Moroccan Red Lentil Soup with Chard
- 2 Tbsp olive oil
- 2 quarts vegetable stock
- 1 dried split red lentils
- 1 15-ounce can diced tomatoes
- 0.5 tsp sea salt
- 0.5 tsp red chili flakes
- 0.5 tsp ground turmeric
- 0.5 tsp ground ginger
- 1 tsp ground cumin
- 2 large cloves garlic, minced
- 2 medium carrots, diced
- 1 medium yellow onion, diced
- 1 bunch chard, stems removed, roughly chopped
- In a large stockpot or Dutch oven, heat the oil. Saute the onion and carrot over medium-high heat until soft and beginning to brown, 7 minutes. Add the garlic, cumin, ginger, turmeric, chili flakes, and salt. Cook one minute more. Stir in the tomatoes, scraping up any brown bits from the bottom of the pan, and cook until the liquid has reduced and the tomatoes are soft, 5 minutes.

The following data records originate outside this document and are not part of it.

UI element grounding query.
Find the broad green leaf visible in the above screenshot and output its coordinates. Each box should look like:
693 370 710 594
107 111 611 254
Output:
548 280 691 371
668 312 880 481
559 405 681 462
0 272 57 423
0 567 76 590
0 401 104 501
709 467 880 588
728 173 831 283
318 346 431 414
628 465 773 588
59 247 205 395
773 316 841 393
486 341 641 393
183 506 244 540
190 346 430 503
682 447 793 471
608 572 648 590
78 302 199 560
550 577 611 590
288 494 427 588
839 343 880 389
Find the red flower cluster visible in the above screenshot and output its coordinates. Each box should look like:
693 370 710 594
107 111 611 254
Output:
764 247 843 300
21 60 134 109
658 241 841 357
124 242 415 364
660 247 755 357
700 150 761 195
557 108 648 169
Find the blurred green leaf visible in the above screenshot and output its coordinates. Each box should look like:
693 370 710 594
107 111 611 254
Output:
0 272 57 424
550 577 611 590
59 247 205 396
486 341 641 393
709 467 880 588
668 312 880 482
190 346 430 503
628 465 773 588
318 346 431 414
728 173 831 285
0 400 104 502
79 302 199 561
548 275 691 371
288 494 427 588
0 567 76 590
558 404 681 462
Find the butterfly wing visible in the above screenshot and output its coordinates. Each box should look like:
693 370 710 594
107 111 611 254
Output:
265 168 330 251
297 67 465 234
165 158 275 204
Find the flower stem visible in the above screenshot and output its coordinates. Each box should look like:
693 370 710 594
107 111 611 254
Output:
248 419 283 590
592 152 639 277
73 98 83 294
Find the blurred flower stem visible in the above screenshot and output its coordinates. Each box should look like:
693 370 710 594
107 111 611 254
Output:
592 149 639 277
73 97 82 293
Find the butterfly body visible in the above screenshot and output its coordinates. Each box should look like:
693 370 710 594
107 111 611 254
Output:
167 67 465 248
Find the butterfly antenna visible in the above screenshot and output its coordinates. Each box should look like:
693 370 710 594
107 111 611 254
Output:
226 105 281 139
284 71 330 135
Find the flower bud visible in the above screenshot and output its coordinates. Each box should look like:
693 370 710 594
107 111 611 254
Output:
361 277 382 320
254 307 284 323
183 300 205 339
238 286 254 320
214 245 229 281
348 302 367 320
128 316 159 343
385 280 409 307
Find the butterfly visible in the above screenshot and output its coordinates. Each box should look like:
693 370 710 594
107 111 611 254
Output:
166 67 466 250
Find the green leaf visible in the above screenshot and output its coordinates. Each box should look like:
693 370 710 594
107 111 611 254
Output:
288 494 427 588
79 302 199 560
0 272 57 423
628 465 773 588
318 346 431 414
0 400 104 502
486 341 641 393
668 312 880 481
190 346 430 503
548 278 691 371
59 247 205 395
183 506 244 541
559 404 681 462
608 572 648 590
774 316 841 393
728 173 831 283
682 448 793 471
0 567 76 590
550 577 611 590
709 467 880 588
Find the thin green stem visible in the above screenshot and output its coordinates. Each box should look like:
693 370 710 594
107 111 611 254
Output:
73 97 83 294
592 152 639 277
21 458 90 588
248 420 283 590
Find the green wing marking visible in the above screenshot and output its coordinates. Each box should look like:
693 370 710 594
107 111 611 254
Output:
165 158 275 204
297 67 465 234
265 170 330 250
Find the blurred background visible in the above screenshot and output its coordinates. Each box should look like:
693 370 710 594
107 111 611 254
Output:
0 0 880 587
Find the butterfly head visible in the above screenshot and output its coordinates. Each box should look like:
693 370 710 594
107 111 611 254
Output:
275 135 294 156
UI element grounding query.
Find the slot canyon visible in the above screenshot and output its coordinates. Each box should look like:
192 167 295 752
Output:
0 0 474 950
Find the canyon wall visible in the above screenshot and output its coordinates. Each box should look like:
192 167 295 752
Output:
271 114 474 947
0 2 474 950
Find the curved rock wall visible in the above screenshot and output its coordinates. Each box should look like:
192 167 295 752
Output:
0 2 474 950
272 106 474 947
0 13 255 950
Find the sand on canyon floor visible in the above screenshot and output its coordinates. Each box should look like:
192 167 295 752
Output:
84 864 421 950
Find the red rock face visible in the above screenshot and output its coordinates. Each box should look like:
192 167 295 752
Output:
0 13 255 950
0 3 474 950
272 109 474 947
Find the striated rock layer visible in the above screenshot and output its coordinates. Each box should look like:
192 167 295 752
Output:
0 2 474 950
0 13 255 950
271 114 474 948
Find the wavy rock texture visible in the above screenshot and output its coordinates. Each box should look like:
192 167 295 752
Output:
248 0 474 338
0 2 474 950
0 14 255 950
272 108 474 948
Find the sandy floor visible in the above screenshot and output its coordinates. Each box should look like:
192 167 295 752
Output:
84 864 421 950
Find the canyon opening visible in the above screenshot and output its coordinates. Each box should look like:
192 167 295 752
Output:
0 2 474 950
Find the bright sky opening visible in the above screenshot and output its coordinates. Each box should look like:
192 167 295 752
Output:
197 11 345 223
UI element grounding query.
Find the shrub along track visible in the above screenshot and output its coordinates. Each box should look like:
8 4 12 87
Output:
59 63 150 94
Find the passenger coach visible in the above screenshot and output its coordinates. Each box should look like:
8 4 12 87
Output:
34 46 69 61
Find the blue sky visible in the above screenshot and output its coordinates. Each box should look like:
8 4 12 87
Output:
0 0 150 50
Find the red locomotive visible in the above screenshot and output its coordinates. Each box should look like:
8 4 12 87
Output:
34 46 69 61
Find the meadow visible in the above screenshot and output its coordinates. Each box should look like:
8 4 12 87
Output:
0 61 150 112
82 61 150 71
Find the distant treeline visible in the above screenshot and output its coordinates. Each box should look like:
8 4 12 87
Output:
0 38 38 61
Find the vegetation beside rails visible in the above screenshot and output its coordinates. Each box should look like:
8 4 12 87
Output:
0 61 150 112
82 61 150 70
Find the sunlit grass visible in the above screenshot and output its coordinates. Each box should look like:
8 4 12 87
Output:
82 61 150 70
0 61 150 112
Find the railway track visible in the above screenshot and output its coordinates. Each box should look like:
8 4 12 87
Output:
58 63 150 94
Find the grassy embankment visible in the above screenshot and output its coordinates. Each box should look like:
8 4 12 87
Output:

- Add the lentils and stock. Bring to a boil, then reduce the heat and simmer uncovered until the lentils are soft, 10 minutes. Fold in the chard and cook until wilted, but still vibrant, 5 more minutes. Taste for seasoning.
- Serve the soup in bowls with a wedge of lemon on the side or a dollop of Greek yogurt and some crusty bread.